Velocity Reviews - Computer Hardware Reviews

Velocity Reviews > Newsgroups > Programming > C++ > Why are class static functions not in the scope of the class?

Reply
Thread Tools

Why are class static functions not in the scope of the class?

 
 
Shriramana Sharma
Guest
Posts: n/a
 
      05-03-2013
Hello. Please see the following code:


struct A { static int i ; } ;
int A::* ip = & A::i ;


I get the following errors with GCC 4.7.3 and Clang 3.2:

GCC: error: cannot convert ‘int*’ to ‘int A::*’ in initialization

Clang: error: cannot initialize a variable of type 'int A::*' with an rvalue of type 'int *'

I thought members of a class are in its scope. Reading §9.4 (class.static) of C++11 doesn't help me any since it doesn't seem to speak about the scope of static members. Even §3.3 (basic.scope) and §3.3.7 (basic.scope.class) doesn't seem to help me.

What am I missing? Please help. Thanks.
 
Reply With Quote
 
 
 
 
Marcel Müller
Guest
Posts: n/a
 
      05-03-2013
On 03.05.13 07.01, Shriramana Sharma wrote:
> Hello. Please see the following code:
>
> struct A { static int i ; } ;
> int A::* ip =& A::i ;


First of all you are not talking about functions here. i is a class data
member of A. However, this makes no important difference for the following.

> I get the following errors with GCC 4.7.3 and Clang 3.2:
>
> GCC: error: cannot convert ‘int*’ to ‘int A::*’ in initialization
>
> Clang: error: cannot initialize a variable of type 'int A::*' with an rvalue of type 'int *'


Static class members have different types than class instance members.
This has technical reasons, but also a semantic difference.
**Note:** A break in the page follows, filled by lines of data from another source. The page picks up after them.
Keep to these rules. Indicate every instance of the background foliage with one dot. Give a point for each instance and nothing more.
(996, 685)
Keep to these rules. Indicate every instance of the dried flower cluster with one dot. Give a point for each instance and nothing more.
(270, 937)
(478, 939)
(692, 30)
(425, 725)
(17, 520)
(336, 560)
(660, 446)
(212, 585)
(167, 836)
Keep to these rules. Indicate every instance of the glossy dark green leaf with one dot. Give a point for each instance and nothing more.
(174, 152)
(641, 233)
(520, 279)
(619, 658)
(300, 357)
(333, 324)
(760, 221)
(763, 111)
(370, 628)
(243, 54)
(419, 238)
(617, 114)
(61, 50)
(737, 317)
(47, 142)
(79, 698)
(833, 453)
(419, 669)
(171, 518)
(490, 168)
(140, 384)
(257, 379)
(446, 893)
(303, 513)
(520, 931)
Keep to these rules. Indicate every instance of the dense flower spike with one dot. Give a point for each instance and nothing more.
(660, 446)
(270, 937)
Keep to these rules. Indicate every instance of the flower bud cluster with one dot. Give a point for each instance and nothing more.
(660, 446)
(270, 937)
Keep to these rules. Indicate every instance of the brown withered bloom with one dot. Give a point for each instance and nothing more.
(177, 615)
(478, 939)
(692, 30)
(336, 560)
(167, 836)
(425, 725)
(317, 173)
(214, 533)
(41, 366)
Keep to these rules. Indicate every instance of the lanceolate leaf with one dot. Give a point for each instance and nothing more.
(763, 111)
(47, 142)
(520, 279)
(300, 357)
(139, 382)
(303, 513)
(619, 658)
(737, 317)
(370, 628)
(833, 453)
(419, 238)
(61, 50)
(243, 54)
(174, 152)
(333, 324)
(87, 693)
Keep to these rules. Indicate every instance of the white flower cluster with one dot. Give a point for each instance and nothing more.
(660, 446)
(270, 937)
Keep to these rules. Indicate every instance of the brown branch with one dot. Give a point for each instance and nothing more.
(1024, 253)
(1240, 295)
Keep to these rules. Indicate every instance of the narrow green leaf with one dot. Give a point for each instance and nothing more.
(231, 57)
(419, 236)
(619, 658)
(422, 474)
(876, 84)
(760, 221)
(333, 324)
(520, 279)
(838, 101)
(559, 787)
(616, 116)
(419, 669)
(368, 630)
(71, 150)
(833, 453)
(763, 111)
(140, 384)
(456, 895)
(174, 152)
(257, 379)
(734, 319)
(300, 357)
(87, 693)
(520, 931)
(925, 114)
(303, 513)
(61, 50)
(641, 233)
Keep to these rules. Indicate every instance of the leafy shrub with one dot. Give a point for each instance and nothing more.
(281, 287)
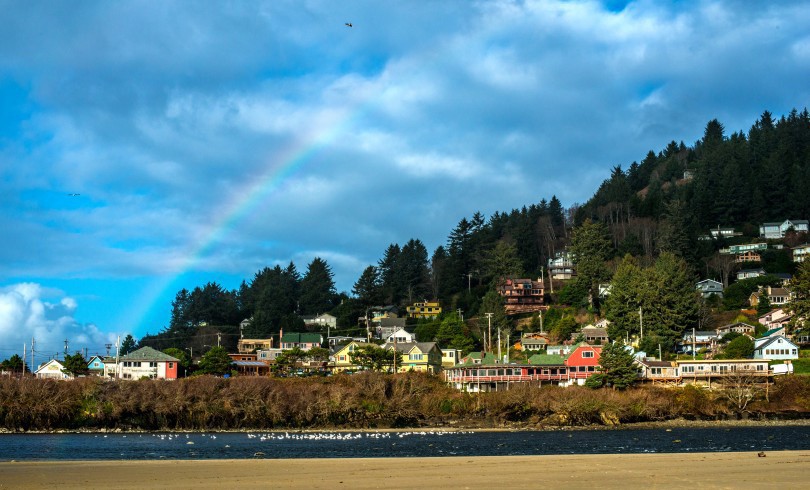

The type int A::* may point to any integer member within class A or it's
base classes (if there are any). It will never point to any integer
directly. It is a open instance reference to an integer inside A. I.e.
with int A::* you can access a non-static integer in A using a *class
instance* of type A (or a subclass of A).
It is more like an array index, i.e. take the /4th/ integer in A, than
like a pointer.

If you want to dereference a int A::* you will /always/ need an object
of type A (or subclass) because int A::* only tells /which/ integer of A
to access but not of /which instance of A/.
A a;
a.*ip = 7;

In theory one could define a semantic that also allows int A::* to point
to a static member of A. But you would still need an instance of A to
dereference the pointer, because you can't be sure that it refers only
to a static int. C++ avoids things like this because it would only add
more confusion. Furthermore there would be a significant runtime overhead.

The type int* in contrast may point to any single integer outside a
class or to any static integer in a class or also to any integer of a
class *instance.*

> I thought members of a class are in its scope.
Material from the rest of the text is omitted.